Safe-autonomy layer: install → eval → plan → build → pause → resume

Let agents run. Pause before they thrash.

Forgeloop is the fail-closed control plane for coding agents. Install it into a repo, run real plan/build loops against tests and checks, and when the same failure keeps repeating, Forgeloop pauses, preserves state, writes escalation artifacts, and asks the human for the next move instead of free-spinning.

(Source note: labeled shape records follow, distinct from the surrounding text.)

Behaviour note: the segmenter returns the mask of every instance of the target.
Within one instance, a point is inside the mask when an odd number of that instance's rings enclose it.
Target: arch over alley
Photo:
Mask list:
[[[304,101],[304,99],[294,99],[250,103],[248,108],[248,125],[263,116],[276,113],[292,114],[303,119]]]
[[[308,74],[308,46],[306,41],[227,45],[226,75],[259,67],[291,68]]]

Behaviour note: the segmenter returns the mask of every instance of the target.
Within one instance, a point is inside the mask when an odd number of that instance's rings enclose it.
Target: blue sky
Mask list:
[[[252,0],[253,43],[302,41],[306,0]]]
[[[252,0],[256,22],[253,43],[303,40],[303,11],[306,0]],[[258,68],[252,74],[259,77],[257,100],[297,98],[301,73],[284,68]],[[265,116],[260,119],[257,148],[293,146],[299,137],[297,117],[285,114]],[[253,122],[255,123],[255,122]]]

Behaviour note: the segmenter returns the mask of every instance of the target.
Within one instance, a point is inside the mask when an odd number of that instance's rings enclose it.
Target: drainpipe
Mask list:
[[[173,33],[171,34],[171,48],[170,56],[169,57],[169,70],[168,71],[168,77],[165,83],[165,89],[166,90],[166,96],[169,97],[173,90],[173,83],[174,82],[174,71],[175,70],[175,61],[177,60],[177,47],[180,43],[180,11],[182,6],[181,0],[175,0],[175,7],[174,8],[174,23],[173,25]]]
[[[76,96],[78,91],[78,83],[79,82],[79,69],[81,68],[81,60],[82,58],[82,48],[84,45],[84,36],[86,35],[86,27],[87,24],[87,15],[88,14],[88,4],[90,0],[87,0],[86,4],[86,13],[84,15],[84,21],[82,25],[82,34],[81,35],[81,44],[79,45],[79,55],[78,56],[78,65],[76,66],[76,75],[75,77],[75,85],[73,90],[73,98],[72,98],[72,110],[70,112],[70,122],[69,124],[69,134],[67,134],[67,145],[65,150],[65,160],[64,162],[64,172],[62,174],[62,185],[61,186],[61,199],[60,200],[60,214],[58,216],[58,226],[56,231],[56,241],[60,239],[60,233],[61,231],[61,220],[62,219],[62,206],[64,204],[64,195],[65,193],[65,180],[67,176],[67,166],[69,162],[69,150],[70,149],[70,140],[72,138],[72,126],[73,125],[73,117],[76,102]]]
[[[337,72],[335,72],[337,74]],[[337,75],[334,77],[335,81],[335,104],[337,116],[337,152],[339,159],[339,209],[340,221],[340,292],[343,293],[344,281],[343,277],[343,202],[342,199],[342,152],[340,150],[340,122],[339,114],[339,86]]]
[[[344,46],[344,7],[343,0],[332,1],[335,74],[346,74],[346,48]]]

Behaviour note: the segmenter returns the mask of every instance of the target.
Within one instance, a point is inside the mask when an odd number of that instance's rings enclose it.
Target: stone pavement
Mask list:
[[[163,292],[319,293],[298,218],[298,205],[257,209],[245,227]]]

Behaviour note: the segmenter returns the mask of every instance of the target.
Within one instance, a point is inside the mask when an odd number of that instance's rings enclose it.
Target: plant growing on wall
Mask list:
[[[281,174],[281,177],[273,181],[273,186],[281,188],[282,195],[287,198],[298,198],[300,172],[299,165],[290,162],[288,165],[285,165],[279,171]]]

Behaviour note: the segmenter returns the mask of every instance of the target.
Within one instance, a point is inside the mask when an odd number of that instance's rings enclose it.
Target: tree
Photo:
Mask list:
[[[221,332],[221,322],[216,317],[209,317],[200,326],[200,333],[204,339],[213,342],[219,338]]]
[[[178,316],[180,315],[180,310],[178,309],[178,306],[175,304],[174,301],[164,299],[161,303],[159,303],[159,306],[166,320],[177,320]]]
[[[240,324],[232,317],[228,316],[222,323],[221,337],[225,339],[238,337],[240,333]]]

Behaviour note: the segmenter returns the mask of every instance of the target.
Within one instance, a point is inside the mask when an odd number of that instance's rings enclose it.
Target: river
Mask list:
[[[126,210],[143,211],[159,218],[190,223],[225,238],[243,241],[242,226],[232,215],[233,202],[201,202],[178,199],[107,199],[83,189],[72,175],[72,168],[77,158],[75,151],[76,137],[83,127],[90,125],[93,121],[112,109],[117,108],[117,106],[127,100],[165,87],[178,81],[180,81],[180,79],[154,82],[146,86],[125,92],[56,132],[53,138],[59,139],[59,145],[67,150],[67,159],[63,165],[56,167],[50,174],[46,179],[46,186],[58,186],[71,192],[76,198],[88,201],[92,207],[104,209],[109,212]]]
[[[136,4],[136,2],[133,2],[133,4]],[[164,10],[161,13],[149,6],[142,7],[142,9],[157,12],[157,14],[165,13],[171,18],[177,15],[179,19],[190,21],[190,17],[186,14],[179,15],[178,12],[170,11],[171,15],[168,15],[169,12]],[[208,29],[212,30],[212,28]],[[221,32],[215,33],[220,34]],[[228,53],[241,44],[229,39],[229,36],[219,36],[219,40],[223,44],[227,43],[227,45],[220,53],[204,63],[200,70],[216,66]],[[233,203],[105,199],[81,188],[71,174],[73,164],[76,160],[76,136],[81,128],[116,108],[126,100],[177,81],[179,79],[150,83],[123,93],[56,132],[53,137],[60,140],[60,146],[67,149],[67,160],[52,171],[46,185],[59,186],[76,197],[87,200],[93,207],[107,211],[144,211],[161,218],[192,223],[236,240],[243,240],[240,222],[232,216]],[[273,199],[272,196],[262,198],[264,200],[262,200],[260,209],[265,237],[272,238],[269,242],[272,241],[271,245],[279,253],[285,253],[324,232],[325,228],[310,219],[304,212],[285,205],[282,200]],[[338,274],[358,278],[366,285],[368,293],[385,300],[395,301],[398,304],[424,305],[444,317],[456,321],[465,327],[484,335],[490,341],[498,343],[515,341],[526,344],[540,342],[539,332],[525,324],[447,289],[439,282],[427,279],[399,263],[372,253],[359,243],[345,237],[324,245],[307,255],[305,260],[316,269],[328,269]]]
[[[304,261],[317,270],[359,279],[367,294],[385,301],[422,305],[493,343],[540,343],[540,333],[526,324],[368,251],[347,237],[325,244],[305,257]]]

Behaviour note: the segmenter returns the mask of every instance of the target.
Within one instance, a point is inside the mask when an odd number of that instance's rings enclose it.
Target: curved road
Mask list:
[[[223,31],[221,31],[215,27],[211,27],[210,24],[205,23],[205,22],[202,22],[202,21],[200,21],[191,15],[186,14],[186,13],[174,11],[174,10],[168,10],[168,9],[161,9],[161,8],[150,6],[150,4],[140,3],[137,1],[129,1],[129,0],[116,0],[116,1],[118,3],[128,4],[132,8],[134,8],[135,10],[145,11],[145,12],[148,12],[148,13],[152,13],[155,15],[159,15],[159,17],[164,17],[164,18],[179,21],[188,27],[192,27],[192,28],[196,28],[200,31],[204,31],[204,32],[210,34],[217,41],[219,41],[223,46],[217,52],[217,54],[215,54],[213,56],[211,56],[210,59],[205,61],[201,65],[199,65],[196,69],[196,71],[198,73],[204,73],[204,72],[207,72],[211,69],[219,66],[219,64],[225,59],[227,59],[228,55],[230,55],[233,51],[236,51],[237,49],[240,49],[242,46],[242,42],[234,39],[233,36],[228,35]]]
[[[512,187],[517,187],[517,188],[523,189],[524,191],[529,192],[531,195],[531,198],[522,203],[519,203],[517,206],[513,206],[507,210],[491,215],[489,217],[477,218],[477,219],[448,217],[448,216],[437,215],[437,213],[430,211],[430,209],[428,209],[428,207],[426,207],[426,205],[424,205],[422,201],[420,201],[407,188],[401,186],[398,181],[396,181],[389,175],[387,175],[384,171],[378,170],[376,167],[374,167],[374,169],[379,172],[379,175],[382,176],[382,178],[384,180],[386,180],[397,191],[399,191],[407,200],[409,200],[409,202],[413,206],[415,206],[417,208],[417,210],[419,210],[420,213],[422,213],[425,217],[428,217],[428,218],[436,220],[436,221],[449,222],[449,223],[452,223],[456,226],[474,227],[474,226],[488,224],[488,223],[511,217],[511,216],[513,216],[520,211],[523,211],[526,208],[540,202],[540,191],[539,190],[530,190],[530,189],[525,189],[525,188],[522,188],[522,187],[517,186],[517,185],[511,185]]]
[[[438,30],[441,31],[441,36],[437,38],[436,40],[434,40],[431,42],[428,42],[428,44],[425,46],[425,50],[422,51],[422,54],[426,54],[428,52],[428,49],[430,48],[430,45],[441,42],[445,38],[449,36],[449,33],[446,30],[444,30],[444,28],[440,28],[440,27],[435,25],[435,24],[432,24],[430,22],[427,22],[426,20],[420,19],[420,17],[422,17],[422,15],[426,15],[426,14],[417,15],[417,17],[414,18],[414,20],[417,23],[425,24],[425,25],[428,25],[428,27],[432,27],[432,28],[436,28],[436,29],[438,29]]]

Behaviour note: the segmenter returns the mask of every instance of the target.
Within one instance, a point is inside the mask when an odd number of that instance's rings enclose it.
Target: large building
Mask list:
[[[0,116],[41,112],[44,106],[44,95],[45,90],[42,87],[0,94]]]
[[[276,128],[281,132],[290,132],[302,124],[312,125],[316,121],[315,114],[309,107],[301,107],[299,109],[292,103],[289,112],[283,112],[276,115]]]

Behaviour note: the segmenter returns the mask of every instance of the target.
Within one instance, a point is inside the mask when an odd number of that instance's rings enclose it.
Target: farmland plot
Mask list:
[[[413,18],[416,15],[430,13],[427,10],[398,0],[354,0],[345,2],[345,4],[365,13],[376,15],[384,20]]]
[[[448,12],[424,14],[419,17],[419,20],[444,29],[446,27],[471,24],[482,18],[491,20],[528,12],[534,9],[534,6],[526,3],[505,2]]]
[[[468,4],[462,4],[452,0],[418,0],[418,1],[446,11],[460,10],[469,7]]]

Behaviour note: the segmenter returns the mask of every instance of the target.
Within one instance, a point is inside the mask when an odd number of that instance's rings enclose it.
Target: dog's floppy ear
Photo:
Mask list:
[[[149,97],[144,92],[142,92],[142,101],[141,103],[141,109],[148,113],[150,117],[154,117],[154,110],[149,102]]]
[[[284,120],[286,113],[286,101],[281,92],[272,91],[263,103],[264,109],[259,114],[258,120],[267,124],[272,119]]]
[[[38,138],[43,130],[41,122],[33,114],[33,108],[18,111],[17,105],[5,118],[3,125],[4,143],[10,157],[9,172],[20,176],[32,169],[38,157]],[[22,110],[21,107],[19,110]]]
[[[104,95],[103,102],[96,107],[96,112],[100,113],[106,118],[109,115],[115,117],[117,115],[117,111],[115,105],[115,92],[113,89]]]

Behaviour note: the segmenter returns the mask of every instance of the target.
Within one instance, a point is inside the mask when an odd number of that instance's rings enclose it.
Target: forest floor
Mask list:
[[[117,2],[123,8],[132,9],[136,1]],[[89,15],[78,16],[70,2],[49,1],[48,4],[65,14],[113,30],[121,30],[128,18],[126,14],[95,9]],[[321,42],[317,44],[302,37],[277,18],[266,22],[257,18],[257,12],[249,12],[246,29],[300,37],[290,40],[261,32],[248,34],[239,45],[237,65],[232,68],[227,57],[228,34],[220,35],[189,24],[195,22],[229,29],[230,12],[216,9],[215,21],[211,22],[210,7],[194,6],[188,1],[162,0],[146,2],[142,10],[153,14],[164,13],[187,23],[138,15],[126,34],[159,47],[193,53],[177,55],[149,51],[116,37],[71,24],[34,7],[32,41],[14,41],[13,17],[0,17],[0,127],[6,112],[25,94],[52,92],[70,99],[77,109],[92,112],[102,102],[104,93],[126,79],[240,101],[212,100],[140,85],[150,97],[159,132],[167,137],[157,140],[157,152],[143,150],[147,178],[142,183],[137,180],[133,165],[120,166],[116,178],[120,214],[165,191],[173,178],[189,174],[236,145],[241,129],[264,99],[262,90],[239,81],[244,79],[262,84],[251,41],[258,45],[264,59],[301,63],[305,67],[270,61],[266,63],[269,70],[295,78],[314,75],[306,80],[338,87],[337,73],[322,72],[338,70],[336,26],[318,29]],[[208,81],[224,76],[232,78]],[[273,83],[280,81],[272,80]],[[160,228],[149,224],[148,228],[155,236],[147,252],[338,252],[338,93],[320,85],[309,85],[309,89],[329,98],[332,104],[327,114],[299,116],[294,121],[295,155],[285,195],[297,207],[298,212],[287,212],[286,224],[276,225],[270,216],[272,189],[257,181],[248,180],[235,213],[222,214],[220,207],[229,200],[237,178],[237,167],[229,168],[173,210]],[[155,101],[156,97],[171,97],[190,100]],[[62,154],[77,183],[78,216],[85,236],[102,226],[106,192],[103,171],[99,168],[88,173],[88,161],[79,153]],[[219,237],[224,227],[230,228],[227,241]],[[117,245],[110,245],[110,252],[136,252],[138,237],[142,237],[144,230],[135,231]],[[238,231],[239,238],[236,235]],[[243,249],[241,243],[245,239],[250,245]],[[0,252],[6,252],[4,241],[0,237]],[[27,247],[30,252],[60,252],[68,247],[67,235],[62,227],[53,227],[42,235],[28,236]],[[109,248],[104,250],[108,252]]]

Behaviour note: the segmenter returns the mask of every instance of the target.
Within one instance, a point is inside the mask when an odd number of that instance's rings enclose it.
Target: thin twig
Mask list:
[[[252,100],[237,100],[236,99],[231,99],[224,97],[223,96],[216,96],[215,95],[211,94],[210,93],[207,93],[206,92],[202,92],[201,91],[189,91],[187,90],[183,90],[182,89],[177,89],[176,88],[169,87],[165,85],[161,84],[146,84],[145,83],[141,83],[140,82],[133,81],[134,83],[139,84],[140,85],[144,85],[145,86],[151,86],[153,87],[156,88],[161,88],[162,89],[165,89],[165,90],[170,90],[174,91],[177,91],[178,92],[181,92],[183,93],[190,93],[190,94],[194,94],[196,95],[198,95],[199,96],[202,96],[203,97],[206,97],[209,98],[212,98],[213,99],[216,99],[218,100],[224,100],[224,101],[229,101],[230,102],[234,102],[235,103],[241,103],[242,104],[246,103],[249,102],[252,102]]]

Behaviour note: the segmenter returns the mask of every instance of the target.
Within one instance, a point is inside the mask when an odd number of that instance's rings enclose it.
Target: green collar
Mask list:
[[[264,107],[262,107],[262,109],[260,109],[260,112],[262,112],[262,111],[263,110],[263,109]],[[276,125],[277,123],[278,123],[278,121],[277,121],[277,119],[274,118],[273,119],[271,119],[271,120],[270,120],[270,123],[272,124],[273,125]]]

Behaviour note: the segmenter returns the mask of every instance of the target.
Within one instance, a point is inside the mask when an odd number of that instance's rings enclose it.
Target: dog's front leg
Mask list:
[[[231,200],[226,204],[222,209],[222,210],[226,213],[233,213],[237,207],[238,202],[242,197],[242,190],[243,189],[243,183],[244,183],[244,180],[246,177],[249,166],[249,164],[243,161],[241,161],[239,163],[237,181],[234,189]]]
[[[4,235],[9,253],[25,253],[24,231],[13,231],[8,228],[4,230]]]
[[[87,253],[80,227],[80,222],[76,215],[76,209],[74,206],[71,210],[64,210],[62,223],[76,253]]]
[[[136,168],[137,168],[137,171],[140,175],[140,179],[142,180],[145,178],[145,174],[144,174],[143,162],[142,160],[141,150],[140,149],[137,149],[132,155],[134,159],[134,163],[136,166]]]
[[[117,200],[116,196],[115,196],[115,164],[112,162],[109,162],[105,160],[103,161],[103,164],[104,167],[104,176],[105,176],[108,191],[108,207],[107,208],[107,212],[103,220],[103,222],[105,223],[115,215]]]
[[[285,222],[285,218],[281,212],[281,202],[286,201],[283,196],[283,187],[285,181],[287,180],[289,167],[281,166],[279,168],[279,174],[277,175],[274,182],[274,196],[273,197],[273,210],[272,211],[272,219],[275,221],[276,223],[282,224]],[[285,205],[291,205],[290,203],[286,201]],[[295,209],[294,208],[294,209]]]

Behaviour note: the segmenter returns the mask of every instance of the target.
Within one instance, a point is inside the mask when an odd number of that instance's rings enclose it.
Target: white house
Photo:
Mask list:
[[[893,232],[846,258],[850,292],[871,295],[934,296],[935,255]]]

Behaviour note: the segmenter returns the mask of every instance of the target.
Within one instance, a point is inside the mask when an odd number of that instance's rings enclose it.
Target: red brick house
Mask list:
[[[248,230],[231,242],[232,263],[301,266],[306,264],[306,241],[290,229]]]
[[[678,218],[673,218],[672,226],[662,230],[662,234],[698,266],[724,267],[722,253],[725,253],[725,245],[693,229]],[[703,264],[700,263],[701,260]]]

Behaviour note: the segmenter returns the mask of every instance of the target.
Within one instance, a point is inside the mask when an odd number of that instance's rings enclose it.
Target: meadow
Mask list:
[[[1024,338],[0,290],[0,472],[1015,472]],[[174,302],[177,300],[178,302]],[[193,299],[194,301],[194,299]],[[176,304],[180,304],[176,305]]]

What happens when the agent gets stuck

Forgeloop turns a bad loop into a reviewable handoff:

  1. stops retrying the same failure
  2. writes [PAUSE] into REQUESTS.md
  3. drafts ESCALATIONS.md and QUESTIONS.md
  4. records state in .forgeloop/runtime-state.json

Quick install

Install the kit into any repo, prove the control plane, then run a planning/build cycle. Secondary systems like skills and knowledge can compound later.

REPO=/path/to/target-repo
./install.sh "$REPO" --wrapper
cd "$REPO"
./forgeloop.sh evals
./forgeloop.sh plan 1
./forgeloop.sh build 10
# Optional: ./forgeloop.sh sync-skills
# Continuous mode: ./forgeloop.sh daemon 300
proof first machine-readable state fail-closed pauses repo-local install

How it works

The core loop is simple: prove the runtime, plan work, build against real checks, and pause into a clean human handoff when the same failure keeps repeating. Knowledge, experts, skills, and ingestion are optional systems that compound on top of this base loop.

flowchart LR
    I[Install into repo] --> E[Run ./forgeloop.sh evals]
    E --> P[Plan work]
    P --> B[Build against checks]
    B --> D{Passing?}
    D -->|Yes| N[Next task]
    D -->|No, repeated| X[Pause + escalate]
    X --> A[Write REQUESTS / QUESTIONS / ESCALATIONS / runtime-state]
    A --> H[Human answers once]
    H --> R[Resume cleanly]
    R --> B
            
Daemon mode: Optionally run ./forgeloop.sh daemon 300 to poll on an interval and run loops automatically. Control with [PAUSE], [REPLAN], [DEPLOY], and [INGEST_LOGS]. When verify/CI/push keeps failing, Forgeloop pauses and drafts the handoff instead of free-spinning.
1

Install + prove

Install Forgeloop into the repo, then run ./forgeloop.sh evals so you know the control plane, runtime state, and escalation path work in this layout.

2

Plan + build

Run planning/build loops against your real specs, repo checks, and branch state instead of one-shot prompt glue.

3

Pause + resume

Repeated failures stop the loop, draft the handoff, and wait for human input. Clear the blocker once, then resume cleanly.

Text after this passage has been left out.